While all modern kernels (and I do mean _all_ of them -- this syscall
was added in 2.6.10 before git had begun development!) have support for
this syscall, LXC has a default seccomp profile that returns ENOSYS for
this syscall. For most syscalls this would be a deal-breaker, and our
use of session keyrings is security-based there are a few mitigating
factors that make this change not-completely-insane:
* We already have a flag that disables the use of session keyrings
(for older kernels that had system-wide keyring limits and so
on). So disabling it is not a new idea.
* While the primary justification of using session keys *is*
security-based, it's more of a security-by-obscurity protection.

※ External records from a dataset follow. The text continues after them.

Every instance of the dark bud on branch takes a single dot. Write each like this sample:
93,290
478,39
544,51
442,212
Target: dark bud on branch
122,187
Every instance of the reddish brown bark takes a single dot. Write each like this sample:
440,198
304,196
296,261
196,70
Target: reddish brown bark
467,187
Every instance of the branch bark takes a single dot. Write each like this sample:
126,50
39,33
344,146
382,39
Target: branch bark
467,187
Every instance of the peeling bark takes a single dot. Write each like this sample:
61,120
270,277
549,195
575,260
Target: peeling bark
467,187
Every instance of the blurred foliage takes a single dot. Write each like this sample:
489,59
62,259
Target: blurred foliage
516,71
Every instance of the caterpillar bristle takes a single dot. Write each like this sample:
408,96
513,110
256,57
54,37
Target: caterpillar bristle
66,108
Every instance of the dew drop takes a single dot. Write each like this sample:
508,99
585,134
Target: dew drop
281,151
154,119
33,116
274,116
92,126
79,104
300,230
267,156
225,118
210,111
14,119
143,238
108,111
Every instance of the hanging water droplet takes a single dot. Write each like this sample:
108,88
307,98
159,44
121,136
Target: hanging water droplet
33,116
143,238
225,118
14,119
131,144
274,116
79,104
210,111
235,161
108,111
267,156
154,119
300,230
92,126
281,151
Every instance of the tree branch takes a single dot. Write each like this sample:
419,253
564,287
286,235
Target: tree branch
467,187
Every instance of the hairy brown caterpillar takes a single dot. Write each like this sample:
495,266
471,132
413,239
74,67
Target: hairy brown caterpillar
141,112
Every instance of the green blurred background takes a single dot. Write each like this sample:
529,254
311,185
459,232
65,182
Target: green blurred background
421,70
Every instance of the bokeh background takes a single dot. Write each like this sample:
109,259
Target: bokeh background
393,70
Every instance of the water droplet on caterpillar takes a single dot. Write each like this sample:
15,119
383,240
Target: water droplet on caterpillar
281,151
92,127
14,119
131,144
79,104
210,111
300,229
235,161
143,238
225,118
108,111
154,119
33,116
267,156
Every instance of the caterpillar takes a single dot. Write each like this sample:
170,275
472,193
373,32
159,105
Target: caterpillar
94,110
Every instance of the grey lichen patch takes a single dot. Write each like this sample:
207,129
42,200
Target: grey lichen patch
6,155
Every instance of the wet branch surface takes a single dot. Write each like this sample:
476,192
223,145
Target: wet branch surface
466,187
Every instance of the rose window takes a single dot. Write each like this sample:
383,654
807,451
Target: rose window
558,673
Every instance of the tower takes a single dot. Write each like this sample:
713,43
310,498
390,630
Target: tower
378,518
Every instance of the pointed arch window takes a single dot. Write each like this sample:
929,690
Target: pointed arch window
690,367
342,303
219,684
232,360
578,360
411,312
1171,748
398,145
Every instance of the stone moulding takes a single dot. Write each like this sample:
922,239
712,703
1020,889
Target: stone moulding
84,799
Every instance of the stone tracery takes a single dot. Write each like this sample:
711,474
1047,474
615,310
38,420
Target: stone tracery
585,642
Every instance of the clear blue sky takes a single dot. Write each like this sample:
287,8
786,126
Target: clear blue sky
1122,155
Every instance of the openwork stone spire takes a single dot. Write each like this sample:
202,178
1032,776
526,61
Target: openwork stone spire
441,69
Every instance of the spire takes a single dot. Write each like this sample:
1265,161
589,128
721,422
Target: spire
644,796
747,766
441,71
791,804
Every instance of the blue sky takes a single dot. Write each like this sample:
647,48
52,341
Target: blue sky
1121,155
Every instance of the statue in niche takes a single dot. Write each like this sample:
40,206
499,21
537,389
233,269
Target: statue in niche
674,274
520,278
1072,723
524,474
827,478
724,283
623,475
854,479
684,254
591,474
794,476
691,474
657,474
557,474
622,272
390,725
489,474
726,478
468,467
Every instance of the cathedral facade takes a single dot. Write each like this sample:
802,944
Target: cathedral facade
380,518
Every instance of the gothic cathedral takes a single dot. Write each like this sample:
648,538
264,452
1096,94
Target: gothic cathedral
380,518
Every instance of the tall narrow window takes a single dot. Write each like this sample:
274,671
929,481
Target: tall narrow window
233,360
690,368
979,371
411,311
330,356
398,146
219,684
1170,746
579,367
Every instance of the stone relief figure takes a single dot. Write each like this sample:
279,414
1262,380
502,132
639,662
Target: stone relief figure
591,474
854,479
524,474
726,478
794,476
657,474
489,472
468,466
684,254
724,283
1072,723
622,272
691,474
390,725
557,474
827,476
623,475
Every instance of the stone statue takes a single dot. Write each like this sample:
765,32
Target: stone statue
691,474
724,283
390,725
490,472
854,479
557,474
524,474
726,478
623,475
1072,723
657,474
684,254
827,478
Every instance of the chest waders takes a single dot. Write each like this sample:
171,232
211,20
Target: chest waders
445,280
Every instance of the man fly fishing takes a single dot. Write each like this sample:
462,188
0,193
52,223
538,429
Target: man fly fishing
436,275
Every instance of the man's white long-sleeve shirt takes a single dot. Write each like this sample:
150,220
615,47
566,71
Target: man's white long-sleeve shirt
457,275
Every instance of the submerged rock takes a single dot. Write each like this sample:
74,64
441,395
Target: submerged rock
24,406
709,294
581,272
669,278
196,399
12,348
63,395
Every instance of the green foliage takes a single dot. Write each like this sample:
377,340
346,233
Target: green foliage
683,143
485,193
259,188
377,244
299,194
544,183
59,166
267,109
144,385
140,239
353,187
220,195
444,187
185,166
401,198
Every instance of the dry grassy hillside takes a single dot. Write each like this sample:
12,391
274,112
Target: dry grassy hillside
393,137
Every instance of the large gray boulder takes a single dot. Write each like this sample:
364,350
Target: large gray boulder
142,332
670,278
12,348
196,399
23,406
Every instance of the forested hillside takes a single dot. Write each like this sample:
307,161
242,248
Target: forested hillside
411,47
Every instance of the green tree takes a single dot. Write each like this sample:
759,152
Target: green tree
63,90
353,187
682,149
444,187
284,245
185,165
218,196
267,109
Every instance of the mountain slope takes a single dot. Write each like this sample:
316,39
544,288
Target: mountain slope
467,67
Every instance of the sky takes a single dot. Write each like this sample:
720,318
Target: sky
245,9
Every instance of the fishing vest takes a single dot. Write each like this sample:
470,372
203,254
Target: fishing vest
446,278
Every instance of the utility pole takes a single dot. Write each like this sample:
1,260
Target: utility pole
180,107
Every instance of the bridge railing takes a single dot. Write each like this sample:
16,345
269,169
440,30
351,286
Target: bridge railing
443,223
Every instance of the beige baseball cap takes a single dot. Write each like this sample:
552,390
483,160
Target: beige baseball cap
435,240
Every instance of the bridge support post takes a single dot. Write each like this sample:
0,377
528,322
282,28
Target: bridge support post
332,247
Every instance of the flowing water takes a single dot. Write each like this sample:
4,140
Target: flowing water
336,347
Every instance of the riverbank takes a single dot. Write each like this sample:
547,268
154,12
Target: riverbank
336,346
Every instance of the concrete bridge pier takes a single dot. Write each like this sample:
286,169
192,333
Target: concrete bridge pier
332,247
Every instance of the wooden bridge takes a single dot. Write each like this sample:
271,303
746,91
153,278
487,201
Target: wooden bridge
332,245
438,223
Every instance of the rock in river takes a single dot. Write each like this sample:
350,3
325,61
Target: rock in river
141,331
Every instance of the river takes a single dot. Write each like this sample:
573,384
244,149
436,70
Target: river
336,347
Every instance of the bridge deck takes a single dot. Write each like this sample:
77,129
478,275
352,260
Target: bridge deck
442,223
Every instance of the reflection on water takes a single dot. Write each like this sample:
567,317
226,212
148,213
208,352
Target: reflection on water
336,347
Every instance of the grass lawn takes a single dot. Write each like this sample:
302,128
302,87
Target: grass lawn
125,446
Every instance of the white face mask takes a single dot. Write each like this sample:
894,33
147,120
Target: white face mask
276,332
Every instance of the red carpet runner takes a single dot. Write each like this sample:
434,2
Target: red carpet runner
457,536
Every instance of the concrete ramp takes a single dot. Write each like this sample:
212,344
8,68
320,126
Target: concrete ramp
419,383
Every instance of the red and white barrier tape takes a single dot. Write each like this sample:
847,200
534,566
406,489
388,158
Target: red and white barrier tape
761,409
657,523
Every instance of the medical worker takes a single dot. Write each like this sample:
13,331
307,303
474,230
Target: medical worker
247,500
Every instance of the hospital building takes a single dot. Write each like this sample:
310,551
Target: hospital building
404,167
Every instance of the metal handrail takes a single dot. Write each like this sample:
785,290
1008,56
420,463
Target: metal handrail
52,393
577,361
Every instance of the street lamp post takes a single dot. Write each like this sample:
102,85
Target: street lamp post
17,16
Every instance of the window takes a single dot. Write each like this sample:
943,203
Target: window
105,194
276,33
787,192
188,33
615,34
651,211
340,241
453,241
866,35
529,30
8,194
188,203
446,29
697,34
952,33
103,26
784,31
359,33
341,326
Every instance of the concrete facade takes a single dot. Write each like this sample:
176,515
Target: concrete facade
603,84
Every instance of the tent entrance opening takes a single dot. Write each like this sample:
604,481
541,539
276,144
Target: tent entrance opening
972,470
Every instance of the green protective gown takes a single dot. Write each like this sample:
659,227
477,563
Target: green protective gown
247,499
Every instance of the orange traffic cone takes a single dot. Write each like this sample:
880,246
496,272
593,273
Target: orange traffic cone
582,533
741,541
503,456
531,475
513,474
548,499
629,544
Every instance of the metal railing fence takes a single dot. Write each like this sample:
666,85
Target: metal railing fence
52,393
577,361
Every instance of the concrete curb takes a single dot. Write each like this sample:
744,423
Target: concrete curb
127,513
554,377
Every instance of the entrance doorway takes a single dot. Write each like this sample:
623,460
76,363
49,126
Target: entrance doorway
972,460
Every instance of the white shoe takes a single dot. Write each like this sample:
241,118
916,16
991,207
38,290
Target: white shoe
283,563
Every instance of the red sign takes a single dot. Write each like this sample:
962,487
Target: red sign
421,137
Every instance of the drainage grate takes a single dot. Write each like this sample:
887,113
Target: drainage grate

The main defense keyrings have is VFS credentials -- which is
something that users already have better security tools for
(setuid(2) and user namespaces).
* Given the security justification you might argue that we
shouldn't silently ignore this. However, the only way for the
kernel to return -ENOSYS is either being ridiculously old (at
which point we wouldn't work anyway) or that there is a seccomp
profile in place blocking it.
Given that the seccomp profile (if malicious) could very easily
just return 0 or a silly return code (or something even more
clever with seccomp-bpf) and trick us without this patch, there
isn't much of a significant change in how much seccomp can trick
us with or without this patch.
Given all of that over-analysis, I'm pretty convinced there isn't a
security problem in this very specific case and it will help out the
ChromeOS folks by allowing Docker to run inside their LXC container
setup. I'd be happy to be proven wrong.
Ref: https://bugs.chromium.org/p/chromium/issues/detail?id=860565
Signed-off-by: Aleksa Sarai <asarai@suse.de>